Knowing You Care and Finding One

Some of you may or may not understand the musical concept of finding one, finding the one is when your lost in a piece of music, and not able to find your place in the rhythm or time signature, that’s called finding one. Searching for the mathematical equation that leads you to where you should be in the music; this happens in both chord and timing, when performing a piece of music, for me as a percussionist, I must know where the one chord and the one in rhythm are. I also equate this to my sobriety and living, when I find, I am out of sync I must find the one, sometimes I can be twisted in my conception of events that present themselves to me, just like music can.

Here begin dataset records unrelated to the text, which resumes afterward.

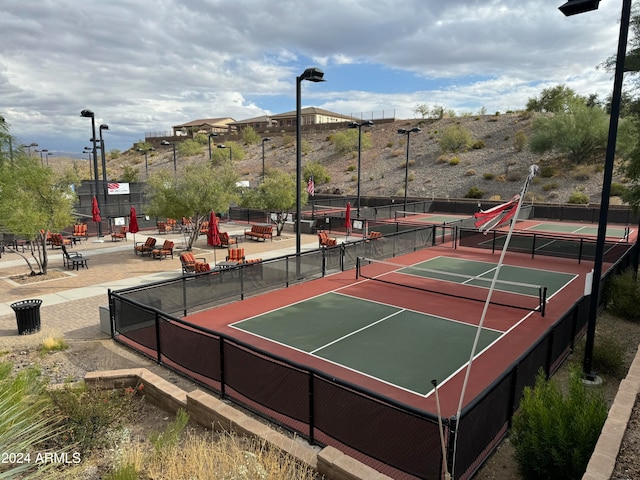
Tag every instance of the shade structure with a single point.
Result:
(213, 234)
(95, 211)
(133, 223)
(347, 218)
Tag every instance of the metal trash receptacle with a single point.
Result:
(27, 315)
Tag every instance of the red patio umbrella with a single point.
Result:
(133, 223)
(95, 211)
(213, 234)
(347, 218)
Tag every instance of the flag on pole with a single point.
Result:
(311, 188)
(497, 216)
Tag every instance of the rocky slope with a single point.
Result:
(497, 167)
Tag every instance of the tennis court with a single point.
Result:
(612, 231)
(404, 346)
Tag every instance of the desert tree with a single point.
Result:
(277, 194)
(197, 190)
(33, 200)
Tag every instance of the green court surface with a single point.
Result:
(523, 280)
(614, 232)
(398, 346)
(426, 218)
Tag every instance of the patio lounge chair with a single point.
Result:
(225, 241)
(73, 260)
(145, 247)
(191, 264)
(236, 255)
(165, 251)
(120, 235)
(80, 231)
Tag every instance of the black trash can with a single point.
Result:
(27, 315)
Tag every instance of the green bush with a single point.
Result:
(455, 139)
(618, 190)
(519, 140)
(474, 192)
(579, 198)
(623, 296)
(554, 435)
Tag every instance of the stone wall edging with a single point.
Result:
(211, 412)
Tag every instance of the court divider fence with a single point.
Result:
(394, 438)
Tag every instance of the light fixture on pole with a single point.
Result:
(359, 126)
(175, 165)
(28, 147)
(91, 115)
(573, 7)
(146, 163)
(212, 134)
(104, 161)
(222, 145)
(265, 139)
(407, 132)
(312, 75)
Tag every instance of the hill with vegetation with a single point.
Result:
(473, 156)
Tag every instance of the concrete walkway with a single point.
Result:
(71, 304)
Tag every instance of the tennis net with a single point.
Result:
(506, 293)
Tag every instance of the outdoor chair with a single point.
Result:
(225, 241)
(191, 264)
(145, 247)
(119, 235)
(325, 240)
(57, 240)
(73, 261)
(80, 231)
(162, 227)
(165, 251)
(236, 255)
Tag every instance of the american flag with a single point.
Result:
(496, 216)
(311, 188)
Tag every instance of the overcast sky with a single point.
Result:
(145, 66)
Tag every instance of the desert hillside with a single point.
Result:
(496, 165)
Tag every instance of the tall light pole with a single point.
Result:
(28, 147)
(44, 150)
(359, 126)
(222, 145)
(313, 75)
(88, 150)
(265, 139)
(573, 7)
(146, 163)
(212, 134)
(407, 132)
(104, 161)
(175, 165)
(91, 115)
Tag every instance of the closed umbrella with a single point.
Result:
(133, 223)
(347, 218)
(213, 234)
(95, 211)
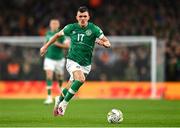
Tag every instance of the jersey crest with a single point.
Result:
(88, 32)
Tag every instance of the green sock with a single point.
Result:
(74, 88)
(64, 91)
(60, 83)
(49, 85)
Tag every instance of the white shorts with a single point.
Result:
(56, 66)
(72, 66)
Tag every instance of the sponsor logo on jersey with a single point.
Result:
(78, 67)
(88, 32)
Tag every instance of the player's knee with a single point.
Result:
(82, 79)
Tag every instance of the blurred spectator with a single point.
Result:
(160, 18)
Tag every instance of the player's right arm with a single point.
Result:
(53, 39)
(65, 31)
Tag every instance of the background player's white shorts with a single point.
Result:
(72, 66)
(54, 65)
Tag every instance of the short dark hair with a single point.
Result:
(83, 9)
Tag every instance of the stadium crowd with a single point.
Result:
(160, 18)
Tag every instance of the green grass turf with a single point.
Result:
(90, 113)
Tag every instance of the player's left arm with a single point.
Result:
(65, 44)
(104, 41)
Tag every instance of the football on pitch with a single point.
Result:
(115, 116)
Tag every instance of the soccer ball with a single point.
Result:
(115, 116)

I relate everything to music, even God, I must find that center in the universal oneness, so I can find my place in the music of my life, I know that everyone may not relate to this, but I think our humanity must have song. If we look at any tribal experiences, it has always been communicated through the emotions expressed in our human chant. The thing that centers me the most, is to know that someone cares, I hear it around the rooms, “I don’t give a shit what anyone thinks”, I myself have said it, and that’s not TRUE, I do care, why because we are born caring. Anyone who has raised children knows, and even if you haven’t, we all were children, and what we wanted the most was for someone to care for us. So what I am trying to say is that knowing you care and finding the one that lives in all of us, is the most important thing to this crazy old musician, who loves to love, cares to care, and has to have the ONE in his life, and that I have in a power Greater Than Me, that has shown me more grace, more love, and more truth, in the song we sing together, even when we are all twisted by the rhythm and the notes, of each of our own music. This is what the 12 steps have given me and I live in the gratitude for that GRACE shown me through the care and love in the harmony of the 12 Principals.
Peace Out: M copyright 2014

True Friendship

All my life I longed for friendship, having traveled to so many places since I was a child, I always had to work for friendship. There were many who I tried to reach out to, usually those who were outside of the “click”, those who didn’t fit in. I really am sympathetic to those who are bullied, or teased, which withdraw and feel alone, I felt this, I know it, and still have to push through those familiar feelings. Sometimes the people we let in can bring out good behavior and bad behavior in us, we make wrong choices out of need and wanting to fit in and belong. Because of the feelings that no matter what I tried I just didn’t seem to fit led me to isolation. When I stepped into the rooms of recovery, I found that I was not alone with these feelings, and there were others that actually had made choices, based on the same feelings. I started to learn how to reach out and tried to drop all the walls, of fear, judgments, assumptions, intentions, and expectations. Expectations are still apparent in my life, when I reach out and try to help and love someone, I put a lot of effort into befriending people, and this opens me up to heartbreak. When this happens today I have to remember that God has placed them in my life for me to be taught some lesson in life, and to be aware of the fact, that no one breaks my heart but me, and if I allow this to happen, that I am moving away from God’s purpose, which is just to let love in. I am always amazed how my Higher Power places lessons in my life and who brings them to me.